There is nothing cooler than debugging a program using GDB
. For real. Inspecting memory addresses, disassembling the machine code into assembly, seeing how the stack frames are generated… what’s not to like?
Knowing how a program works at the lowest levels is invaluable and will make you a better programmer. It has greatly improved my understanding of C and systems programming, and understanding how memory works and is laid out opens the door to understanding how hacking truly works.

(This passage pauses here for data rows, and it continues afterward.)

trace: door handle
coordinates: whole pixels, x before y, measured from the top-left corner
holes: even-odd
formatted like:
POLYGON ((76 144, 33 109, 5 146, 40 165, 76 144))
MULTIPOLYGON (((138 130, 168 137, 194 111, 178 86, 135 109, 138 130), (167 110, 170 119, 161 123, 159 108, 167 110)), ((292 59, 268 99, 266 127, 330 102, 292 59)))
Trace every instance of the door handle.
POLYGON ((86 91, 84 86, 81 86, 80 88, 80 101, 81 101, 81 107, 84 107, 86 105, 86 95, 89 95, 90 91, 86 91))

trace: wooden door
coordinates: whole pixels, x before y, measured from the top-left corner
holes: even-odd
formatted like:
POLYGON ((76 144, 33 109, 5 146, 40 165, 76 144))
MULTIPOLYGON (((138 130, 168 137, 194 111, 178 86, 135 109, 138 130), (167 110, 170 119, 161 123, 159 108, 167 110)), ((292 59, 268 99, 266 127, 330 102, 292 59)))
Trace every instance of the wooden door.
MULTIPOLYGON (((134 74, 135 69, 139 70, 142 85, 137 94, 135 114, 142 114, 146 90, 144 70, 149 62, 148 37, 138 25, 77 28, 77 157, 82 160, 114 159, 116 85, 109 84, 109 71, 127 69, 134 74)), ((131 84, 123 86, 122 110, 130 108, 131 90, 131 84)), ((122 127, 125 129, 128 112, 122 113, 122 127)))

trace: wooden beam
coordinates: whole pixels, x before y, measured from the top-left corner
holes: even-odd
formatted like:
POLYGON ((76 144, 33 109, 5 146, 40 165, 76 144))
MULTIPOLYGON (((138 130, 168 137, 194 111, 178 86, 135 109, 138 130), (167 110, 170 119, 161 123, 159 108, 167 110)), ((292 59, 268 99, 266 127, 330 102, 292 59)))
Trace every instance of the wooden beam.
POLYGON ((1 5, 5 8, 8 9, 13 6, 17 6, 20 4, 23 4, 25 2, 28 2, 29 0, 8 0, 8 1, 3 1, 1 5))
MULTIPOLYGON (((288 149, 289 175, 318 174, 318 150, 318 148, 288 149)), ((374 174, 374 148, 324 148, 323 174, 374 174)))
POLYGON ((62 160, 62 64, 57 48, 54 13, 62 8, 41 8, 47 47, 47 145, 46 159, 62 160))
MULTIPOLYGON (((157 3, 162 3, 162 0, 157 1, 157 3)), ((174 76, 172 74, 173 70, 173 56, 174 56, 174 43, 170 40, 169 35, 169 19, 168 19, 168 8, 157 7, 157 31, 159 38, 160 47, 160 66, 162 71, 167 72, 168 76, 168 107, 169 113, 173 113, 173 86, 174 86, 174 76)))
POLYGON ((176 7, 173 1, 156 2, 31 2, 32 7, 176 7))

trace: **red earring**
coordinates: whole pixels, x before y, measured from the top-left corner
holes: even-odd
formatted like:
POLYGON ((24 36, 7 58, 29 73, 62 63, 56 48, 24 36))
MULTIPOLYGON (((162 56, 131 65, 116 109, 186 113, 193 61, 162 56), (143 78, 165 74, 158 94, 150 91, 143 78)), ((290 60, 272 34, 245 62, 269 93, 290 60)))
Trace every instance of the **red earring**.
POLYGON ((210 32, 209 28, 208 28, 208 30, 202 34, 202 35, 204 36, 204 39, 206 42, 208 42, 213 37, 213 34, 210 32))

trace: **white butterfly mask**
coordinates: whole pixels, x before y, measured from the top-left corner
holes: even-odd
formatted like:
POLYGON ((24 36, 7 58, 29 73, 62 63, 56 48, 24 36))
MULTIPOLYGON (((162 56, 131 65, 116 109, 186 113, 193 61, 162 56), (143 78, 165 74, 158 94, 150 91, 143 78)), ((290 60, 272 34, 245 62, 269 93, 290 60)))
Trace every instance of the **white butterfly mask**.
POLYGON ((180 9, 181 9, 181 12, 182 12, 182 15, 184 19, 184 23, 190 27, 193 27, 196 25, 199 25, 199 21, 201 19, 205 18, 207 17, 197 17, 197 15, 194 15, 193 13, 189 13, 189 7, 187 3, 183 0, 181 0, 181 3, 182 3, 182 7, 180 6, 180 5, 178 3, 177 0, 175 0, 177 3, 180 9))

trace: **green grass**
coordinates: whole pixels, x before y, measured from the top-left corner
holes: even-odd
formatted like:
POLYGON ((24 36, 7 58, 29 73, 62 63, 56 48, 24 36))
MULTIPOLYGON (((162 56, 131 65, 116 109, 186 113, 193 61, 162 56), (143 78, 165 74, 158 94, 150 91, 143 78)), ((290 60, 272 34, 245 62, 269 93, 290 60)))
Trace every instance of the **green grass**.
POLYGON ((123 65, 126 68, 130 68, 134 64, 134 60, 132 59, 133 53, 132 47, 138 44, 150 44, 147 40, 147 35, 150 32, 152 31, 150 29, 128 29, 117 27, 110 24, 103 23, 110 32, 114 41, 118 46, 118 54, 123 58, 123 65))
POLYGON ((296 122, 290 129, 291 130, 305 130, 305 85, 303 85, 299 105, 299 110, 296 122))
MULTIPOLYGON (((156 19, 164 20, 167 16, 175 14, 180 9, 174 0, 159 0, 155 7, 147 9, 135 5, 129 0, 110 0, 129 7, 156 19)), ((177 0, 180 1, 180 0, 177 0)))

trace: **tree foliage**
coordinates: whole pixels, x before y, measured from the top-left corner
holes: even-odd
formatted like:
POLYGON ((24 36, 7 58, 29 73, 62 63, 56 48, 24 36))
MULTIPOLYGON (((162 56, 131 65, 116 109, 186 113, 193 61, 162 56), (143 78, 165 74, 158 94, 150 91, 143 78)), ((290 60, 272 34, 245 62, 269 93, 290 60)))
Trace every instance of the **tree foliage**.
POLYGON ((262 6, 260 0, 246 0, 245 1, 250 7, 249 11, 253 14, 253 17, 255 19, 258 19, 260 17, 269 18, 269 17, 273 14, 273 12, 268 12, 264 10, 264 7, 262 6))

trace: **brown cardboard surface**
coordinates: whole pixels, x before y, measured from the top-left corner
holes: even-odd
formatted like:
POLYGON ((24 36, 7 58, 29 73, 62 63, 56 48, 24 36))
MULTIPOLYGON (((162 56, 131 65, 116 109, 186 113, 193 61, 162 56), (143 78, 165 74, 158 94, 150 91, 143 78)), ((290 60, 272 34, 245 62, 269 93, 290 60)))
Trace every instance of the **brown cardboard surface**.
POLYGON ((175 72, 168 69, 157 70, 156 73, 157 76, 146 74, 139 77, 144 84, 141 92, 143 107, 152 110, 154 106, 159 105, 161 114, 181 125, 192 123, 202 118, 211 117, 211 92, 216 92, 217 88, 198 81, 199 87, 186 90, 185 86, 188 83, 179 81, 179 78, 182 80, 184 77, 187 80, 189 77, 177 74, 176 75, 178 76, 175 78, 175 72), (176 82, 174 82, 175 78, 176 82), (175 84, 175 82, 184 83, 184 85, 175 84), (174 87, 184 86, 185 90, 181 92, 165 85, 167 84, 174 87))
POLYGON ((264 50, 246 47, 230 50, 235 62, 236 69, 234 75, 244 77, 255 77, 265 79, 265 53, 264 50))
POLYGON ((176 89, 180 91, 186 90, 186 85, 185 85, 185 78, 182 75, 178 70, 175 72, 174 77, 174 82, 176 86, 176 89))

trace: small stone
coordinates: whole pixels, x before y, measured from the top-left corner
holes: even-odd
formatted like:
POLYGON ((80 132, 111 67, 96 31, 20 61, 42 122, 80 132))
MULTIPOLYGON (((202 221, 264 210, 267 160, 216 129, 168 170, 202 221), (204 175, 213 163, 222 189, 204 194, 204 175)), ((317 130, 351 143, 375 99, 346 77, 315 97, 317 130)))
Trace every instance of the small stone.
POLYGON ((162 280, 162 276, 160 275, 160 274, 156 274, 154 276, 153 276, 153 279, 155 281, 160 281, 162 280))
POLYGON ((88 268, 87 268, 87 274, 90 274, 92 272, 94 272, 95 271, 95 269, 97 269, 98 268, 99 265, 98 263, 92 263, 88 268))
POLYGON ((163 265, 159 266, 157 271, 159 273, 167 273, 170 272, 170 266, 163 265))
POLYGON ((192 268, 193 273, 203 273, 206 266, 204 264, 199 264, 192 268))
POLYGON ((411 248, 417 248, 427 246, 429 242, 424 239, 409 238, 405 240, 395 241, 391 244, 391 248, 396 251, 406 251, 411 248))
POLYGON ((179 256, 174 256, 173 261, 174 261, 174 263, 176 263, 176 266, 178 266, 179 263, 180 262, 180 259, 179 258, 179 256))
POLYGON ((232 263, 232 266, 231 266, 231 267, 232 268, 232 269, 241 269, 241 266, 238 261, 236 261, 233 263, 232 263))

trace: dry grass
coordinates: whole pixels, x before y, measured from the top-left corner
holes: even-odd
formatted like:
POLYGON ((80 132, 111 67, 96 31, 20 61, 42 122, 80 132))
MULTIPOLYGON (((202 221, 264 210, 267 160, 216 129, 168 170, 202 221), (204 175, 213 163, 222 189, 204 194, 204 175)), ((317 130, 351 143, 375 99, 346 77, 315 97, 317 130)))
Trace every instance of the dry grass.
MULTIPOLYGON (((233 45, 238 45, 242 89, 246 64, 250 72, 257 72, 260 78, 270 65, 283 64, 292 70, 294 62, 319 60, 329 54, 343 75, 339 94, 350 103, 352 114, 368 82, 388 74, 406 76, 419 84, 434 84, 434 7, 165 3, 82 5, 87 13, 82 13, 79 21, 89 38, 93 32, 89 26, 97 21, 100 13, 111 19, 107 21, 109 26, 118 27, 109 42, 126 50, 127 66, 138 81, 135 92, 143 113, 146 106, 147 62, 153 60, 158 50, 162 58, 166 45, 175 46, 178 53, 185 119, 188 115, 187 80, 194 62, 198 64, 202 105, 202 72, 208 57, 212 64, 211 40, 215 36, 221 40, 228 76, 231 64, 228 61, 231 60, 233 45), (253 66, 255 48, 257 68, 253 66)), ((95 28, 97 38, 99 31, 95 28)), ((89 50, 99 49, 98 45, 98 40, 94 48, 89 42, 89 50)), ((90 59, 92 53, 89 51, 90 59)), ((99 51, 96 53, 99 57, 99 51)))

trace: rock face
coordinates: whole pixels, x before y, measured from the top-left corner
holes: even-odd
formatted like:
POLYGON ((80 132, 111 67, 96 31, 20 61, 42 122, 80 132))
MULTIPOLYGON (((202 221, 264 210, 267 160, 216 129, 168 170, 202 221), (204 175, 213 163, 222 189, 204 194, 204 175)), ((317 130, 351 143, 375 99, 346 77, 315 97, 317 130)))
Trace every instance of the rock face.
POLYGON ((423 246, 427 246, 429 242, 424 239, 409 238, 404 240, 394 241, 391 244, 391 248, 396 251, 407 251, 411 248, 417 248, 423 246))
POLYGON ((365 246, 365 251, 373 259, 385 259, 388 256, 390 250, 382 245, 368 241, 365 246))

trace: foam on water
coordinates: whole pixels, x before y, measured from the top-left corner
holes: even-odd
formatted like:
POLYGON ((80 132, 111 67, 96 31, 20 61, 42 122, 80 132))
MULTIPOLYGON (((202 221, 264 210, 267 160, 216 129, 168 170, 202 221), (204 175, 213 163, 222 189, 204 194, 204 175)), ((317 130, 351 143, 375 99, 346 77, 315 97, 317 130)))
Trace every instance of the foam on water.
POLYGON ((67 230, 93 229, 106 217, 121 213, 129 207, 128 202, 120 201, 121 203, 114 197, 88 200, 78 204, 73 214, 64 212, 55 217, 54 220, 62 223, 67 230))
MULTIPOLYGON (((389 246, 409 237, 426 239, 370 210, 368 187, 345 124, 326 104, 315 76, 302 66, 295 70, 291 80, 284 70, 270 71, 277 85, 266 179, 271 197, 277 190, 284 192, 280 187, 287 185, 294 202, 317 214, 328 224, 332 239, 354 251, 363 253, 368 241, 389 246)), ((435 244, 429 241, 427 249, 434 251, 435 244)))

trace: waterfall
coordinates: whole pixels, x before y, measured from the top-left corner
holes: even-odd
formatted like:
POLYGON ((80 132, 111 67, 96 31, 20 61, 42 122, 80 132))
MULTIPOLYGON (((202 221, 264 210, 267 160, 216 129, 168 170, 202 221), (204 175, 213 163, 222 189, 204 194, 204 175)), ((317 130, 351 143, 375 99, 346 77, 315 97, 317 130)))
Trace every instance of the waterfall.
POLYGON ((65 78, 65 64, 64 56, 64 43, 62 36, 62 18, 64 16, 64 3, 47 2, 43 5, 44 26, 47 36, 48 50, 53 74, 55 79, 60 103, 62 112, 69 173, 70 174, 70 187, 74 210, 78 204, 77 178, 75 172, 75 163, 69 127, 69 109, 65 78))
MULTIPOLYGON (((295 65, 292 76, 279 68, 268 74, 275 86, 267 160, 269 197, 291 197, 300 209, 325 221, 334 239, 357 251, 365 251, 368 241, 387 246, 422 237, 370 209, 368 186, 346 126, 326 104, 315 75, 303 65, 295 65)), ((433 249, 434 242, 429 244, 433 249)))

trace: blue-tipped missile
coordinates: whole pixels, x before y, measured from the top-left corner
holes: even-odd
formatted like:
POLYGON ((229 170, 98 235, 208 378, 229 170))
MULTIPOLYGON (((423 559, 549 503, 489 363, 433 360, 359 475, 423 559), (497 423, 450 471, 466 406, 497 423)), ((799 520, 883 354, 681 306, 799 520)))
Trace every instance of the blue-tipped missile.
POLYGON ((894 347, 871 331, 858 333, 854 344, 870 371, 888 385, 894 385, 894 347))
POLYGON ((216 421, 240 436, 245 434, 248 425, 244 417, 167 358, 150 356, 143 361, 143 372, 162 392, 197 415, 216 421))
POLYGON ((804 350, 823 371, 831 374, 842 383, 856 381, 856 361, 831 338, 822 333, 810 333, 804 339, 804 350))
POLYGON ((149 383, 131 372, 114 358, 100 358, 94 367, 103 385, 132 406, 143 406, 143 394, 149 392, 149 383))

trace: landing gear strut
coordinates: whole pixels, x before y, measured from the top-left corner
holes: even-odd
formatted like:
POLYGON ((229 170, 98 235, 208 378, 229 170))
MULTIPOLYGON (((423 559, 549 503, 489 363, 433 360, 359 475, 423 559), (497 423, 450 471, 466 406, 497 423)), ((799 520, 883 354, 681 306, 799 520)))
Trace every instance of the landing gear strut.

It is an art, and I’m in awe at the cleverness of hackers and their ingenuity. Hackers are rightfully to be held in high-esteem!
This is a long post, and at the end of it you will be comfortable using GDB
to inspect raw memory. You’ll also learn how a stack frame is generated. Let’s get started.
Important! Read this! Now!
Note that the x86 64-bit architecture mandates an area known as the red zone for leaf functions (functions that don’t call another function). One of the advantages of this is that the stack pointer doesn’t need to be modified in the function prologue and epilogue (you can verify this by inspecting both the frame pointer and the stack pointer in the callee and verifying that they both point to the same address).
Since the stack frame inspected in this post is indeed a leaf function, the stack frame won’t be adjusted and all offsets are from the base pointer. This default behavior can be changed by using the
-mno-red-zone
flag when compiling, however.Chances are that the stack frame will be constructed differently depending on your architecture, so always refer to its ABI.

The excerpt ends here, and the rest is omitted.